Just how the kid can detect how a peanut butter and marshmallow cream sandwich has been altered is beyond me. The two main ingredients arrive at the scene of the sandwich in pretty much of a squashed state.
But the kid can tell. I suppose his detection methods are the same ones that told him last year that something was wrong when I substituted melted marshmallows for marshmallow cream. That happened one morning when, horror of horrors, I ran out of the gooey stuff. The kid told me later that the substitute was not the same sandwich. He returned it, minus one bite.
Occasionally, when I read accounts of the outbursts of celery-stick bliss in the lunchroom in something like the Ground Turkey Gazette (not a real publication, yet), I think these trend stories are written by people who don't have children. However, I know that such an occurrence -- having people write about things they know nothing about -- would never happen in American journalism. Unless the publication had a deadline looming, and a big color photo of celery sticks.
I console myself with the thought that there must be kids out there who regularly lap up their vegetables, clean their rooms and know where their shoes are.
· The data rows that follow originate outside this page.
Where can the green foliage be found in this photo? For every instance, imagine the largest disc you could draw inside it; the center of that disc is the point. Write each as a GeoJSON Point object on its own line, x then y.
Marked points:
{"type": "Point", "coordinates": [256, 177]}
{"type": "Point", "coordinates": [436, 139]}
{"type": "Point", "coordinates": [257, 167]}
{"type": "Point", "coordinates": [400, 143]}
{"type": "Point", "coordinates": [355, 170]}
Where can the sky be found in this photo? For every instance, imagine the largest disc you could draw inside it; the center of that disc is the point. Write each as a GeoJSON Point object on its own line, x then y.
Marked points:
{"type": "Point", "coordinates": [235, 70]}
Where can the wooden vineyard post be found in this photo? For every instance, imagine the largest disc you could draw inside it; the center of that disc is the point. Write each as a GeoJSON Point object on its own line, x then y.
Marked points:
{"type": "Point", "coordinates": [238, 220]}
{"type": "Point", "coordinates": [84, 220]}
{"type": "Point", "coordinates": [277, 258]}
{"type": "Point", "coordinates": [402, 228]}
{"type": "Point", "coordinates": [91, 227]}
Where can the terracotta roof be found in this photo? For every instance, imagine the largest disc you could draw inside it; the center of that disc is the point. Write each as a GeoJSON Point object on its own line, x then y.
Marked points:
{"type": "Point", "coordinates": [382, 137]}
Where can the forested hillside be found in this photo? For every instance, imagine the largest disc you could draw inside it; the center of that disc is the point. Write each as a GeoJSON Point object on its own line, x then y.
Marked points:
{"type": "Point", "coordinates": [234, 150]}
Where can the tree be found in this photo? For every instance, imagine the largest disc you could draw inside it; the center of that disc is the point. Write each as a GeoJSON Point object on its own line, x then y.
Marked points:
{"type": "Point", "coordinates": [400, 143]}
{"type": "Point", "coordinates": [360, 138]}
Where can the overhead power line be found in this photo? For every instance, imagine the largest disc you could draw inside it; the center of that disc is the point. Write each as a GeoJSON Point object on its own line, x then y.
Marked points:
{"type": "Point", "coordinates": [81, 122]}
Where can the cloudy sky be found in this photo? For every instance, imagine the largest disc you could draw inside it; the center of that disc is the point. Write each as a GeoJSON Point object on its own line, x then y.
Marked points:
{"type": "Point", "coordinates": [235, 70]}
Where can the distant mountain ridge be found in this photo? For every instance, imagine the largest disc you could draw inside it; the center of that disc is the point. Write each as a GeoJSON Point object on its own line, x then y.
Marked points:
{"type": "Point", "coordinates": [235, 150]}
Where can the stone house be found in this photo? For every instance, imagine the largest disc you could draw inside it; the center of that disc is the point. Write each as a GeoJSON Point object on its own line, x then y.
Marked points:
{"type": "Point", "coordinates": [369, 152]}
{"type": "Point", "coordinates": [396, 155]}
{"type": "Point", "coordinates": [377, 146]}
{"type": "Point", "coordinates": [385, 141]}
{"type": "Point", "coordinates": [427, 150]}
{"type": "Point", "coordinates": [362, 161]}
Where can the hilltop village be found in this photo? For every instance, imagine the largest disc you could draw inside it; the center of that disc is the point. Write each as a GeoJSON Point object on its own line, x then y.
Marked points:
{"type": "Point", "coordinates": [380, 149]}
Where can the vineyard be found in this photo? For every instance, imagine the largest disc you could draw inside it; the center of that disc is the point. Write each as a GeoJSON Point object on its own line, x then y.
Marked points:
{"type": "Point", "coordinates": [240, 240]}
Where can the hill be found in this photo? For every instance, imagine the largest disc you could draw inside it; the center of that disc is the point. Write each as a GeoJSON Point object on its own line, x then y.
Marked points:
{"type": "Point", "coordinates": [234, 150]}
I just haven't met them. I guess these model children just happen to be experimenting with cookies and Yoo-Hoo when I run across them.
Yoo-Hoo is another item high on the lunch box request list at our house. It is a brown, boxed, liquid that may or may not contain milk. I could find out if I read the label, but I am afraid to.
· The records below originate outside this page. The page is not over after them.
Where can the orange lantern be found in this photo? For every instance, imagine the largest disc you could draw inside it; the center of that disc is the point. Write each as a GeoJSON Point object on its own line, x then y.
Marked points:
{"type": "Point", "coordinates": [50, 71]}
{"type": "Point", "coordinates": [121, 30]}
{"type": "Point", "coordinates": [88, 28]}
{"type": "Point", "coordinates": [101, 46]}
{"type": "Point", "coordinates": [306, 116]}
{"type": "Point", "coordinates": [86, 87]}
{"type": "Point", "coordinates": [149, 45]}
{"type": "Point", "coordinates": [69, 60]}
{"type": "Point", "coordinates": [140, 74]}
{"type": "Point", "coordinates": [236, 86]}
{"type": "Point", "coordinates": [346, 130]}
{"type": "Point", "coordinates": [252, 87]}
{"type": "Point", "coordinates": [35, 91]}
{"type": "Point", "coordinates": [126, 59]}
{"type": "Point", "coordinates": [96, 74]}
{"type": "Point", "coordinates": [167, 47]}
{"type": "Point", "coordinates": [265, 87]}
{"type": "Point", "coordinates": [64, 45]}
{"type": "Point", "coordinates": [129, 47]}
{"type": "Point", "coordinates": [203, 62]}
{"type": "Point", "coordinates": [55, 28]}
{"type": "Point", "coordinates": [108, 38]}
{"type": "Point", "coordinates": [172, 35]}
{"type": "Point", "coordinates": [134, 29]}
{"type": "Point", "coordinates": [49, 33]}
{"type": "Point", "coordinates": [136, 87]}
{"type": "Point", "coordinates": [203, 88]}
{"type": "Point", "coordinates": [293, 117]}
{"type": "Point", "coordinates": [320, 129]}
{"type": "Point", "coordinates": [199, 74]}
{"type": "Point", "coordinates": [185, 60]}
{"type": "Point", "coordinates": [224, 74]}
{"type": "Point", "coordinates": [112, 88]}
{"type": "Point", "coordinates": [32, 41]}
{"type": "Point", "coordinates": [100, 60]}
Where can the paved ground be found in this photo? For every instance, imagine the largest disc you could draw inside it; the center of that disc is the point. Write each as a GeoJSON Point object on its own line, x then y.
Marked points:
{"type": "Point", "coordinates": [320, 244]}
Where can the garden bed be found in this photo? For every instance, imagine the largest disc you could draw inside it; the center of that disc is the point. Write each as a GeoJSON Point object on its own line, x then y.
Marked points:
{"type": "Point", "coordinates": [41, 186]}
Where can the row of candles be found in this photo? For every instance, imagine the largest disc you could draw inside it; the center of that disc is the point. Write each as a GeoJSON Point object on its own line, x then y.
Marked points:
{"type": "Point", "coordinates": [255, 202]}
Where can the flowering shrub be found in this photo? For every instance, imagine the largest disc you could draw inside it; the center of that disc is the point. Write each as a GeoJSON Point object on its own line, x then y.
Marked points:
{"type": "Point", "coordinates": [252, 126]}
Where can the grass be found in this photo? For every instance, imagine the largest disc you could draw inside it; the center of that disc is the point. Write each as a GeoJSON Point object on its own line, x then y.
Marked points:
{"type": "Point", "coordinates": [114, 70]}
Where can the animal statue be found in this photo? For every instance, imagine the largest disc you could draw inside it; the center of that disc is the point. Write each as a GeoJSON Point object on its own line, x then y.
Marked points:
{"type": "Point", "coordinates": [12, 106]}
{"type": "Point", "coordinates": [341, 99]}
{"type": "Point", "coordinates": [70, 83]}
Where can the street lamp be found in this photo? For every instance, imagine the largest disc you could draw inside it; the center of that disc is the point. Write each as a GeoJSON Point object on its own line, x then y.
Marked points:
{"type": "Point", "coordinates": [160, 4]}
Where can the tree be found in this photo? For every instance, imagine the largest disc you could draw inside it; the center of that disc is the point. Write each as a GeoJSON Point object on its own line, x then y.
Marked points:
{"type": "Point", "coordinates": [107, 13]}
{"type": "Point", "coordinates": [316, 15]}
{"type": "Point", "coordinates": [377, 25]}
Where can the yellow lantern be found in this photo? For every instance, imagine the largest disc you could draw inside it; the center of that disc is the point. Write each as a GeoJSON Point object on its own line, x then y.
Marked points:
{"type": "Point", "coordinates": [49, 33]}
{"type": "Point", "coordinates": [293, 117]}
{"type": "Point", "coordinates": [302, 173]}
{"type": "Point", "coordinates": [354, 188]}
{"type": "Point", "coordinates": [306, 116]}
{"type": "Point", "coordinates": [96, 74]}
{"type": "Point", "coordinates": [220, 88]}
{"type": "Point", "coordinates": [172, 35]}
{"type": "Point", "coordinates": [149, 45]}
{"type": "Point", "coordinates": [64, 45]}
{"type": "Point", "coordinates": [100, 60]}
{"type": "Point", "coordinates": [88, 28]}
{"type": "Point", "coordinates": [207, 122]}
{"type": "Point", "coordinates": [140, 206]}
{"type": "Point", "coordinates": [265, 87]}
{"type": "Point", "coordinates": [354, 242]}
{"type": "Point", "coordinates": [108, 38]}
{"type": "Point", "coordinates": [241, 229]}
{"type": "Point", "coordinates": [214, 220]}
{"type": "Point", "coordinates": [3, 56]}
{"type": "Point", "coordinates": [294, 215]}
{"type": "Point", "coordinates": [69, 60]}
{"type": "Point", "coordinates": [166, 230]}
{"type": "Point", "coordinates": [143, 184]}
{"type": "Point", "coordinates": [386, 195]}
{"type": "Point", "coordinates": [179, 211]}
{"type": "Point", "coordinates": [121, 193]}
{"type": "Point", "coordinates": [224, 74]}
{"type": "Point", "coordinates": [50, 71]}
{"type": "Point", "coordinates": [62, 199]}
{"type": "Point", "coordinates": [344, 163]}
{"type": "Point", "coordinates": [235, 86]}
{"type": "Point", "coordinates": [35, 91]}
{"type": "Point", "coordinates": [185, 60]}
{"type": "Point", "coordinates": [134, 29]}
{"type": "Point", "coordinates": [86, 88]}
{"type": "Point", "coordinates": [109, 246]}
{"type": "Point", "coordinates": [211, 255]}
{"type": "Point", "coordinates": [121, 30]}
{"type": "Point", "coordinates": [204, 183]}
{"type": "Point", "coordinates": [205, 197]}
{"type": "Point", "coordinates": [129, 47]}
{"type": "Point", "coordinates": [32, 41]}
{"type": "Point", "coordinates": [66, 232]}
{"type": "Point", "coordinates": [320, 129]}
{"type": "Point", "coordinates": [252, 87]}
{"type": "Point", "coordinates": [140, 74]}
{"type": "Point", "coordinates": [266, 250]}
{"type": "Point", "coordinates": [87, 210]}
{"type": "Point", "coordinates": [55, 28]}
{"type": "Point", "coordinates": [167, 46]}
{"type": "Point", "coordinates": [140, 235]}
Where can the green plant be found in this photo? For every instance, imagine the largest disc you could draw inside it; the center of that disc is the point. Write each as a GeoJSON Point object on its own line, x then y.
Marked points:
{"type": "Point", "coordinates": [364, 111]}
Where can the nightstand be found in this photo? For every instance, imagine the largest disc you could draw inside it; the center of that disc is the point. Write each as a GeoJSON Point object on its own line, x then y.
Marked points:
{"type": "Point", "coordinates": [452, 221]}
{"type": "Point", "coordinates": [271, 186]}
Last year the peanut butter and marshmallow cream eater introduced his little brother to Yoo-Hoo. Now it is our family's lunch box beverage of choice. And this fall when little brother marked the beginning of his educational career with the first lunch at first grade, a box of the brown stuff, along with a bacon sandwich and a sweet plum, were there.
I take comfort in the presence of the plum, another request. And I am buoyed by the amazing amount of plain white milk the kids drink. In one record stretch this summer the kids went through four gallons in five days. There is, of course, the strong possibility that a fairly high percentage of that milk was spilled, not swallowed.
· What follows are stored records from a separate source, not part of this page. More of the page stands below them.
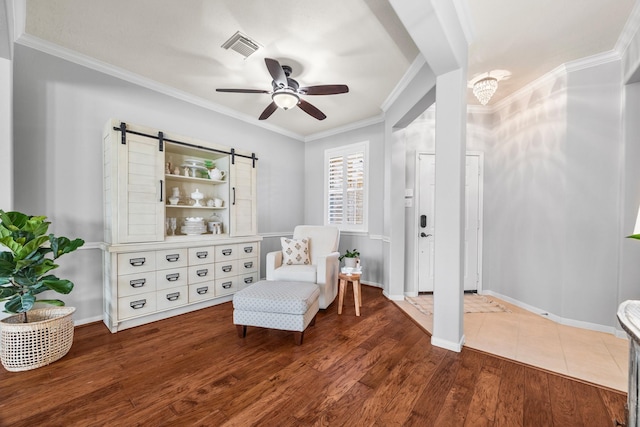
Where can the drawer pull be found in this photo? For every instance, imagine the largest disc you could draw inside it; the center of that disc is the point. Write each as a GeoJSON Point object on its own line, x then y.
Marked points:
{"type": "Point", "coordinates": [137, 262]}
{"type": "Point", "coordinates": [138, 283]}
{"type": "Point", "coordinates": [138, 304]}
{"type": "Point", "coordinates": [173, 257]}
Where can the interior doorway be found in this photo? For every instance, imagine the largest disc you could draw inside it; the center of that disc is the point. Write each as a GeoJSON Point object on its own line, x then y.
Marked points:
{"type": "Point", "coordinates": [427, 232]}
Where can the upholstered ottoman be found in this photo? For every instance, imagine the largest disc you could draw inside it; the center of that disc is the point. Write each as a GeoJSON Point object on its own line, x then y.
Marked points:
{"type": "Point", "coordinates": [288, 306]}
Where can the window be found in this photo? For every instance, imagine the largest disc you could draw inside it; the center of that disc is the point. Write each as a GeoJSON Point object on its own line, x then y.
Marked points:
{"type": "Point", "coordinates": [346, 185]}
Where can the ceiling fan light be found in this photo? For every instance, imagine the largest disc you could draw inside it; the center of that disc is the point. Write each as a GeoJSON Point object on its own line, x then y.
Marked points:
{"type": "Point", "coordinates": [285, 99]}
{"type": "Point", "coordinates": [484, 89]}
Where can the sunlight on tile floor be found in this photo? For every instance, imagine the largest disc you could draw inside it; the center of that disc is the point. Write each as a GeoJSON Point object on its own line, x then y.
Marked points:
{"type": "Point", "coordinates": [596, 357]}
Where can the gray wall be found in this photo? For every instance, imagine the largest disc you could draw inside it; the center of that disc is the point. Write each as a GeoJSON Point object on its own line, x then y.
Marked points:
{"type": "Point", "coordinates": [555, 213]}
{"type": "Point", "coordinates": [60, 109]}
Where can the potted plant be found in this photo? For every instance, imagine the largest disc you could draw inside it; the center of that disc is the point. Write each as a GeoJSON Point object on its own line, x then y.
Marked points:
{"type": "Point", "coordinates": [350, 258]}
{"type": "Point", "coordinates": [32, 337]}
But like most parents, I simply seize any evidence of my kids' good behavior and, without asking any more questions, glory in it.
Finally there is the matter of developing a sense of taste. It bothers me when the Ground Turkey Gazette celebrates the time the school menu planners substituted a non-fat yogurt mixture for mayonnaise and "the kids didn't notice the difference."
It was painful for me this summer when my older son refused to eat the pancakes I made because I had used a mix and he preferred the way his mother makes them, from scratch, with buttermilk.
But at least he knew what he liked. And given the choice between having kids who can't tell yogurt from mayonnaise and ones who can tell the difference between mix and scratch pancakes, I'm happy with the latter. Even if they do drink Yoo-Hoo.